Dr. Gillian Hanley receives a CIHR Fall 2018 Project Grant

  1. In a few sentences, what is your research about?

Evidence strongly points to the fallopian tubes as the tissue of origin for the most common and lethal form of ovarian cancer (representing 70% of all cancers and 90% of all deaths from ovarian cancer). We are determining whether removal of fallopian tubes at the time of hysterectomy or in lieu of tubal ligation (referred to as opportunistic salpingectomy) is an effective ovarian cancer prevention strategy.  Given our effectiveness findings, we will also determine whether opportunistic salpingectomy is a cost effective cancer prevention strategy.

  1. What impact do you hope your research will have?

We expect these results will accelerate what has already been a global change in practice towards opportunistic salpingectomy.

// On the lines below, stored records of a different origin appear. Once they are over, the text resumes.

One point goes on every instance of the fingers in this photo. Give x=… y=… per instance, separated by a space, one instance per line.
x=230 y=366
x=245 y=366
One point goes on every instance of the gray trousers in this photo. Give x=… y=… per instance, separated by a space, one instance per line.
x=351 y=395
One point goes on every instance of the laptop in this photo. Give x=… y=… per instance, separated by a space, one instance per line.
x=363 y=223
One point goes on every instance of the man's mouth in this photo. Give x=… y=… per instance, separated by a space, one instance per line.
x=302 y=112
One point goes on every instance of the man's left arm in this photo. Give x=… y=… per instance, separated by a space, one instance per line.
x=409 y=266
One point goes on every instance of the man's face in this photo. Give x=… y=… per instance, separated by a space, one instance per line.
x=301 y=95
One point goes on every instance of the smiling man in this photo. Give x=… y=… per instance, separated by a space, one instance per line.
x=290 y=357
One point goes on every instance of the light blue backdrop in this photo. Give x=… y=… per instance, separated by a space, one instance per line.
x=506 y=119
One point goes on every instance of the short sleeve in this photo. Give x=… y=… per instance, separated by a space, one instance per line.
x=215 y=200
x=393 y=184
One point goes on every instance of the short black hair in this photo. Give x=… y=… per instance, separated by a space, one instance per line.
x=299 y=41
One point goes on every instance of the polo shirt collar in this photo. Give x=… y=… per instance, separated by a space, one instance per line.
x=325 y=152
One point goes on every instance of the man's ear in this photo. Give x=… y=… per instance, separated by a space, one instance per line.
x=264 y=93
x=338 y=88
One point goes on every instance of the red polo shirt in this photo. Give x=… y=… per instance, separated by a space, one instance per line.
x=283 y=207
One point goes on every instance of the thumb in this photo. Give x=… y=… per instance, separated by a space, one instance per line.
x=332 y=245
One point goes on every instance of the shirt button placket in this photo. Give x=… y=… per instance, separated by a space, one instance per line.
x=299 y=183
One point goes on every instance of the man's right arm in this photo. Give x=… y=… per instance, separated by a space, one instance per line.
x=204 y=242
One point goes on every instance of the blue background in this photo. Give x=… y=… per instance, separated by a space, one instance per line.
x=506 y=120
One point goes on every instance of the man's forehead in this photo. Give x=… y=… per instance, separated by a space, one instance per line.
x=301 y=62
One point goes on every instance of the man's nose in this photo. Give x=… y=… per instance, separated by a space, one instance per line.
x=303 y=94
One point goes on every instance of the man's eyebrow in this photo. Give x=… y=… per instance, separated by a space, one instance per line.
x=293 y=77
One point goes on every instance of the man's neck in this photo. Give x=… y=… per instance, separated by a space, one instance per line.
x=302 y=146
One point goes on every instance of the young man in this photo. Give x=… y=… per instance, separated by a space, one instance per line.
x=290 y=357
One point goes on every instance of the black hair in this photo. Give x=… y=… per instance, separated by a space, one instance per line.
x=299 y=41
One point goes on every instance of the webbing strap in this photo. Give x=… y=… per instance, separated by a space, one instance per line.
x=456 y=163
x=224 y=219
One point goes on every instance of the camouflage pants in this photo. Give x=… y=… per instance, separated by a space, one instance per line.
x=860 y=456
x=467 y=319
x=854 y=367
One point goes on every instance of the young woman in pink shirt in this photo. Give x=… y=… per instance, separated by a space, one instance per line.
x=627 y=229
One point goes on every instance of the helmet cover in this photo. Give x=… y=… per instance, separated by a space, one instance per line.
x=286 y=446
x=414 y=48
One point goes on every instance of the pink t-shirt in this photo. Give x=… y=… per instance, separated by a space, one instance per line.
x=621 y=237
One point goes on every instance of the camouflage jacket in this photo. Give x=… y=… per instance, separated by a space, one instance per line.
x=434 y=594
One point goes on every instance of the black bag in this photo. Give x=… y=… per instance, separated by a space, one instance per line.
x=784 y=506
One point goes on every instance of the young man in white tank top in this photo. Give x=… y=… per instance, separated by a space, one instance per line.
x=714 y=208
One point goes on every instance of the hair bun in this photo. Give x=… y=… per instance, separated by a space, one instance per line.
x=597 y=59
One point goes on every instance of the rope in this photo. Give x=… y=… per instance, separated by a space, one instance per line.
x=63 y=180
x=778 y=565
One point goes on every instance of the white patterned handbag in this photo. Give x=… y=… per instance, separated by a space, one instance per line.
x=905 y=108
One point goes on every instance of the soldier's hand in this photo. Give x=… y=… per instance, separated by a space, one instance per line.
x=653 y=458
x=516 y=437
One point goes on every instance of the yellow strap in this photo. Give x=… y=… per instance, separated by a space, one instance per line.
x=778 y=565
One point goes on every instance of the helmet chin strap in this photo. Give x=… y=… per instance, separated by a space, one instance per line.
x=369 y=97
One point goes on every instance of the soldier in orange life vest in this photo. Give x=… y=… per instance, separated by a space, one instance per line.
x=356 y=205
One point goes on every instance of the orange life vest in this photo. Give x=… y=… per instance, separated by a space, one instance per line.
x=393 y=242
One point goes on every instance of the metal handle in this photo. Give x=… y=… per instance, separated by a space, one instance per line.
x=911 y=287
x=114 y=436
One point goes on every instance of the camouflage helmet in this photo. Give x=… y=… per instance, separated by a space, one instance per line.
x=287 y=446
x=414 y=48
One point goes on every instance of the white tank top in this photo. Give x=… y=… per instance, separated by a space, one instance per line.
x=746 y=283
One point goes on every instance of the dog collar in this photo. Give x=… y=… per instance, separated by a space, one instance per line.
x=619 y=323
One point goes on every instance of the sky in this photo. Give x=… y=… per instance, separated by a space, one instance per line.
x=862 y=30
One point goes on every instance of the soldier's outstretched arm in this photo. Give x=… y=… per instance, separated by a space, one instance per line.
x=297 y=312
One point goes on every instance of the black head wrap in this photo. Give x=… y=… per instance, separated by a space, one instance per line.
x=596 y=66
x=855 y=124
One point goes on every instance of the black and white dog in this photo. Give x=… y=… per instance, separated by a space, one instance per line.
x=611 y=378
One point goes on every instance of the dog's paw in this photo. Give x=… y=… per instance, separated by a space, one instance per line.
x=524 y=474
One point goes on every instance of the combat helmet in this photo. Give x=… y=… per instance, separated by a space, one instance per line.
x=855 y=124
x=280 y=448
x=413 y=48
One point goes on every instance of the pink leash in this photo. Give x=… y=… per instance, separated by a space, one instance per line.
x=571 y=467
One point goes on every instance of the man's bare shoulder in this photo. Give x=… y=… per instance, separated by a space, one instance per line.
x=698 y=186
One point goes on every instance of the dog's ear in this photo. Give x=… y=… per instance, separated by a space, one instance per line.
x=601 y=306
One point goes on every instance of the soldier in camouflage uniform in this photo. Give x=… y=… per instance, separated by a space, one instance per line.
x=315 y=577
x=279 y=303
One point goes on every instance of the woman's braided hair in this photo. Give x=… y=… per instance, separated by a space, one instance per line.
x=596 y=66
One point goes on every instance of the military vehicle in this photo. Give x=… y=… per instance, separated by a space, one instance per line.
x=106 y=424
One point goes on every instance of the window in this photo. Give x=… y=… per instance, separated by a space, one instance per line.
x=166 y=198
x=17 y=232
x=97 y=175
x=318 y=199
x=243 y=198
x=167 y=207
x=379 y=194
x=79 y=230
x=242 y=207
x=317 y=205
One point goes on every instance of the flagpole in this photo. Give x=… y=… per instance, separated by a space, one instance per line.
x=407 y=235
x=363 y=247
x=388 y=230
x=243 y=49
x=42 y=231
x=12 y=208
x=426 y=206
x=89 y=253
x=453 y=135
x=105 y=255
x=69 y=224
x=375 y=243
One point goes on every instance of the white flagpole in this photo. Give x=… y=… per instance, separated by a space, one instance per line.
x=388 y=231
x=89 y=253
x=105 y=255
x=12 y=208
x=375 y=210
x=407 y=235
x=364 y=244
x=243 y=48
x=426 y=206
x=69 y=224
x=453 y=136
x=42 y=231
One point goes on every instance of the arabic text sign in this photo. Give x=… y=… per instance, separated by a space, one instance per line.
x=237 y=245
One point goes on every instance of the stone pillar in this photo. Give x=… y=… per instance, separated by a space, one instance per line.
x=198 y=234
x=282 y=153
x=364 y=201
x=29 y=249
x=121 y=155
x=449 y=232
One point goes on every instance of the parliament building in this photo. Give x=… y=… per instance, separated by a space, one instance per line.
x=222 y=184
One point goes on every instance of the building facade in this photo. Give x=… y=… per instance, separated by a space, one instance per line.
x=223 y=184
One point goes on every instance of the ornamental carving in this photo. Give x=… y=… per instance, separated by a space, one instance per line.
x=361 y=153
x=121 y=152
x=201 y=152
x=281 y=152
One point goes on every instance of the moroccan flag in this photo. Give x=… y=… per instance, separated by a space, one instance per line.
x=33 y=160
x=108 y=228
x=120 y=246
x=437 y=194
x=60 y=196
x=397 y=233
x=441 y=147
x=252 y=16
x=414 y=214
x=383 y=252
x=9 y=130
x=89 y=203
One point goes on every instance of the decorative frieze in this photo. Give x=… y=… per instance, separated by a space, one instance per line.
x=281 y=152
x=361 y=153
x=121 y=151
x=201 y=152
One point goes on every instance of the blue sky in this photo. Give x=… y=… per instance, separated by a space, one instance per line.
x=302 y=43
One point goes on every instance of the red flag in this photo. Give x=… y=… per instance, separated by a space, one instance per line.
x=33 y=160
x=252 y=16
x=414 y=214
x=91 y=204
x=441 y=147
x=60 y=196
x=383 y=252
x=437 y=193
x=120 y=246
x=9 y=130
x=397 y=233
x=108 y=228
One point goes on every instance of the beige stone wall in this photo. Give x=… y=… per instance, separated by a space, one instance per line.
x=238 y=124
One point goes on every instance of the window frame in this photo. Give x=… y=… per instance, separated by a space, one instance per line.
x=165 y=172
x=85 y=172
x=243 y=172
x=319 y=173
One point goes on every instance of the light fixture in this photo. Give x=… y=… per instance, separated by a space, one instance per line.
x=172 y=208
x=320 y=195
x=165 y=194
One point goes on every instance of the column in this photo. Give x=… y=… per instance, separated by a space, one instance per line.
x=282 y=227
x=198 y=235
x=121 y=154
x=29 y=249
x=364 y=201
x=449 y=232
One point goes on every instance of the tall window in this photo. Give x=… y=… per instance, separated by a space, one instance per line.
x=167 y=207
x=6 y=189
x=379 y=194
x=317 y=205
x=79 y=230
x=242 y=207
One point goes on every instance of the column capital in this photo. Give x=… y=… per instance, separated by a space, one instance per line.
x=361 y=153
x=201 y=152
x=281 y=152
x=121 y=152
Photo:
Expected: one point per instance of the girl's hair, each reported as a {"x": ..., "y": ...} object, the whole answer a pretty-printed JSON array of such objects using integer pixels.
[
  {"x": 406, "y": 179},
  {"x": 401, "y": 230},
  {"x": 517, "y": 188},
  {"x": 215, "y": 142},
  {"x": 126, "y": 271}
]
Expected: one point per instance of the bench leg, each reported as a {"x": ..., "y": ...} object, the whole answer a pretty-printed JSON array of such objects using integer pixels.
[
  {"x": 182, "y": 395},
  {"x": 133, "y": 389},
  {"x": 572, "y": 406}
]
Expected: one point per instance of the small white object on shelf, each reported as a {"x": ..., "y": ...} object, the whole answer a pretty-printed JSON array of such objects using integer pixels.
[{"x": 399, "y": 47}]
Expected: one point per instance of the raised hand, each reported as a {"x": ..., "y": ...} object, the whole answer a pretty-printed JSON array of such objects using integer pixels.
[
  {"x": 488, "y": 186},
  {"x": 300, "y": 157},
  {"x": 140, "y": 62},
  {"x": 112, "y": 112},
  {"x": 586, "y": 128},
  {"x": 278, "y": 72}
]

If opportunistic salpingectomy is effective in preventing ovarian cancer, we will shift the focus of ovarian cancer to prevention and dramatically reduce the incidence of this deadly disease throughout the world.

  1. Are you using any innovative approaches in your research?

We are taking advantage of both BC’s and Ontario’s rich data resources to assemble a population-based cohort including all women who underwent opportunistic salpingectomy and all women who underwent comparator surgeries (hysterectomy alone and tubal ligation). We will follow them until the end of 2019 to determine rates of ovarian cancer.